Não existe uma maneira “certa” de responder. Algumas pessoas podem optar por fazer uma piada ou um comentário ou gesto sarcástico, como revirar os olhos, escreve Nadal. Outras podem explicar como o comentário os fez sentir e explicar ao agressor por que aquilo é considerado um insulto. E outras talvez precisem gritar, liberar a frustração reprimida. Sentir-se magoado por uma microagressão é seu direito. Mas saiba que rotular o agressor de racista provavelmente vai deixá-lo na defensiva e pode ser o começo de uma discussão. Portanto, é melhor concentrar-se – e falar em – comportamento racista, em vez de chamar o agressor de racista.

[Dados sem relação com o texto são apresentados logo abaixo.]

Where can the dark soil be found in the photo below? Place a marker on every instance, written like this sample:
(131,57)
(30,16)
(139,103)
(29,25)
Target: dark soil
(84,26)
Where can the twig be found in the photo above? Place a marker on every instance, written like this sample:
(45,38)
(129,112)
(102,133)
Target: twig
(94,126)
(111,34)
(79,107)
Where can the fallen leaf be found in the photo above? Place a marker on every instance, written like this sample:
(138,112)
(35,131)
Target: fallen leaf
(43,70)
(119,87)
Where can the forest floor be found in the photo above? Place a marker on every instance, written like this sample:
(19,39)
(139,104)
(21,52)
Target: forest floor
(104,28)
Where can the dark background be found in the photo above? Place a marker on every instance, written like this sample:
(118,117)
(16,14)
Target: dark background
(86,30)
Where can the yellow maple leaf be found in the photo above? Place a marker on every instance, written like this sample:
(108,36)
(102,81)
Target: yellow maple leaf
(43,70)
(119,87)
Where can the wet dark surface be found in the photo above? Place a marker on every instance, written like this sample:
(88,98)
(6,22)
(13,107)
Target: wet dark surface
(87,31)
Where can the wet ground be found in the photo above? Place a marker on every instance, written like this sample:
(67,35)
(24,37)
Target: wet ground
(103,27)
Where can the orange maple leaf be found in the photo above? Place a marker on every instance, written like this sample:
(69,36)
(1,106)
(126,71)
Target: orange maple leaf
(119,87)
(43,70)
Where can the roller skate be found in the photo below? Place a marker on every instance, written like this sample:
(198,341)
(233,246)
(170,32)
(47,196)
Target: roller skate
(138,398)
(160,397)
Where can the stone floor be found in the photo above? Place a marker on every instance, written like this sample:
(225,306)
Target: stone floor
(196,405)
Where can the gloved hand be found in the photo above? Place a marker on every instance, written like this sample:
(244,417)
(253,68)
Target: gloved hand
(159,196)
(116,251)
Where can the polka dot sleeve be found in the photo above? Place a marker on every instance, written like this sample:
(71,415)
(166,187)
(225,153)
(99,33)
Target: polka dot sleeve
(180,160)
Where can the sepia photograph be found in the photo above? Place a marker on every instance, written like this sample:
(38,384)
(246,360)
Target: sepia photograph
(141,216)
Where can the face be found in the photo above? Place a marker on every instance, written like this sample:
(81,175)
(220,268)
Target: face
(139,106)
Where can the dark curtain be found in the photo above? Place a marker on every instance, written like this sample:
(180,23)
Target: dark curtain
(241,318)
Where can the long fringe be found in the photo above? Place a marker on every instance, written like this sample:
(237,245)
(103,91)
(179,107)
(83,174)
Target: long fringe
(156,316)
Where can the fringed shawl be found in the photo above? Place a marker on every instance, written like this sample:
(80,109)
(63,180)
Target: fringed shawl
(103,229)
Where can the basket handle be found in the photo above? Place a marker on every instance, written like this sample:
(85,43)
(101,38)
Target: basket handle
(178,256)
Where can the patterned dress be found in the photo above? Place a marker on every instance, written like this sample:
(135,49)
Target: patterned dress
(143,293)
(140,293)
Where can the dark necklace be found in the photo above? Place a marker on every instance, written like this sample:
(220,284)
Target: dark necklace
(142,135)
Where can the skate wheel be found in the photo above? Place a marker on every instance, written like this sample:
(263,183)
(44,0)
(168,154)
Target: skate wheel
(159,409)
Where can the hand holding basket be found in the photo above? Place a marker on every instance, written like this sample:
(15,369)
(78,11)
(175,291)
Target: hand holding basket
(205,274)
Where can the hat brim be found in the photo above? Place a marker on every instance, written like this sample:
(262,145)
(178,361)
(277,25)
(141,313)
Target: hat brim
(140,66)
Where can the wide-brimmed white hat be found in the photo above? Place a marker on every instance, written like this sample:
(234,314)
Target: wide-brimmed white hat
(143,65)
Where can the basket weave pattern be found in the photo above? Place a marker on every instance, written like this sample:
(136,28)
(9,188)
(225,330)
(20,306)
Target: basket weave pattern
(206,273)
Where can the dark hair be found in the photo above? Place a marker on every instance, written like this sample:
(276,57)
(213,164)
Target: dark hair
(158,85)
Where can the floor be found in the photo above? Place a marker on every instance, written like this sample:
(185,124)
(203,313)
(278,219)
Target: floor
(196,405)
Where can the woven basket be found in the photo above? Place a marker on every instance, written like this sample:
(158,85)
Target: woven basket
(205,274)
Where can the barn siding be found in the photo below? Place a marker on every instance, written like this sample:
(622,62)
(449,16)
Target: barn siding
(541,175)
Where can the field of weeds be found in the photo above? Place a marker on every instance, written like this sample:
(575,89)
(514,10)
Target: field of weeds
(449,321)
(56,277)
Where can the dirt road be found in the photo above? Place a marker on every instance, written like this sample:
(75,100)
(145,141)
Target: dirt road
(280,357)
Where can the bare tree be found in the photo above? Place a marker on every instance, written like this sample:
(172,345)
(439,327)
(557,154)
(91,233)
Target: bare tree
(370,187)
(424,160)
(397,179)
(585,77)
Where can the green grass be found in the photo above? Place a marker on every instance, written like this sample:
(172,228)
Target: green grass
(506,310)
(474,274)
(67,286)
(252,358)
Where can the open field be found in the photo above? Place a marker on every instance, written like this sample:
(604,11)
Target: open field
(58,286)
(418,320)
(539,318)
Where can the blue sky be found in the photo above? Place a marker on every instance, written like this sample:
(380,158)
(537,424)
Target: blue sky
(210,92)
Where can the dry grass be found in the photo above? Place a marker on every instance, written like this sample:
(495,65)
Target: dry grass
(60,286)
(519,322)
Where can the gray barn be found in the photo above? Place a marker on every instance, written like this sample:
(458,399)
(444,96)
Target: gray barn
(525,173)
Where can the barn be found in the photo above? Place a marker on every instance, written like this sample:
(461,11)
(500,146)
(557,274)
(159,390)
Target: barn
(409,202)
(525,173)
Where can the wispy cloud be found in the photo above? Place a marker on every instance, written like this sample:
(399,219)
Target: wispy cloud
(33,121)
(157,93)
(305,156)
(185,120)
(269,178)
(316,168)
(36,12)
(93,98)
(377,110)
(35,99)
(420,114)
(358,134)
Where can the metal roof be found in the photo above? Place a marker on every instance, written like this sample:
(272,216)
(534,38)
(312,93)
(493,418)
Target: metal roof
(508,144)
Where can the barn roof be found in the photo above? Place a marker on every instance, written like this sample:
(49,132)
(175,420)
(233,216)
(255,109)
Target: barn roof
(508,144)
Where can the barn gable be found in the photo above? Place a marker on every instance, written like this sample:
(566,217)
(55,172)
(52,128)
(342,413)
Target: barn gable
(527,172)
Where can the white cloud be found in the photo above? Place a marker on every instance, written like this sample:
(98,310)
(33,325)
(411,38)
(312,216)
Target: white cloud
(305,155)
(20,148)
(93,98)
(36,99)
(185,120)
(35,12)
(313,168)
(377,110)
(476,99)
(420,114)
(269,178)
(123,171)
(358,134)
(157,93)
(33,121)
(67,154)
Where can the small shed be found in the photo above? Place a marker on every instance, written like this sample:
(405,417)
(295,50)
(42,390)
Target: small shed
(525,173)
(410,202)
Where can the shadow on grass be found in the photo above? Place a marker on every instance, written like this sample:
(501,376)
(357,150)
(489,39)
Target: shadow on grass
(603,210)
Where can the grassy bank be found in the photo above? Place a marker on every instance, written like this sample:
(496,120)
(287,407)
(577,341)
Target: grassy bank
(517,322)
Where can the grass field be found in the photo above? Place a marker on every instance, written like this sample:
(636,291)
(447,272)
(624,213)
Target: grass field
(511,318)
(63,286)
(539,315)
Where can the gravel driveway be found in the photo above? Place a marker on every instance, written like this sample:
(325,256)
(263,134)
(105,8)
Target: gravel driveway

Outros podem optar por voltar a microagressão ao ofensor, como uma maneira de esclarecer o absurdo e a grosseria de seus comentários. A educadora Denise Evans, uma mulher negra, disse à revista Yes! que, quando uma pessoa branca lhe chama de “articulada”, ela diz: “Muito obrigada, você também”. Ela então pergunta à pessoa por que a chamou de “articulada” e sugere possíveis razões: o fato de ela ser mulher, ser negra ou ser nova-iorquina.

“E eu literalmente espero a resposta”, ela disse à Yes!. “Devolvo a microagressão e os preconceitos implícitos em uma linda caixinha, com um laço. Te entrego, e espero que você abra e me diga o que está vendo.”

Se você preferir evitar o confronto, tudo bem, também.

“Se optar por não se dirigir ao agressor, conversar com seu sistema de apoio pode ajudar a lidar e processar o ocorrido”, diz a conselheira Lois Kirk.

Se apontarem uma microagressão cometida por você, é seu dever pedir desculpas, ouvir as críticas e estar aberto a aprender. Não importa se você tinha boas intenções: elas são irrelevantes. E, se você testemunhar uma microagressão, pode intervir para ajudar a aliviar o fardo colocado sobre os negros.

“Nossos colegas não brancos sofrem muito por causa das microagressões e pelo estresse associado a elas”, disse à CNN a reverenda Carolyn Helsel. “Portanto, é importante que os brancos que não operam sob essas condições estressantes sejam ousados e se manifestem.”

As respostas foram ligeiramente editadas.

Este texto foi originalmente publicado no HuffPost US e traduzido do inglês.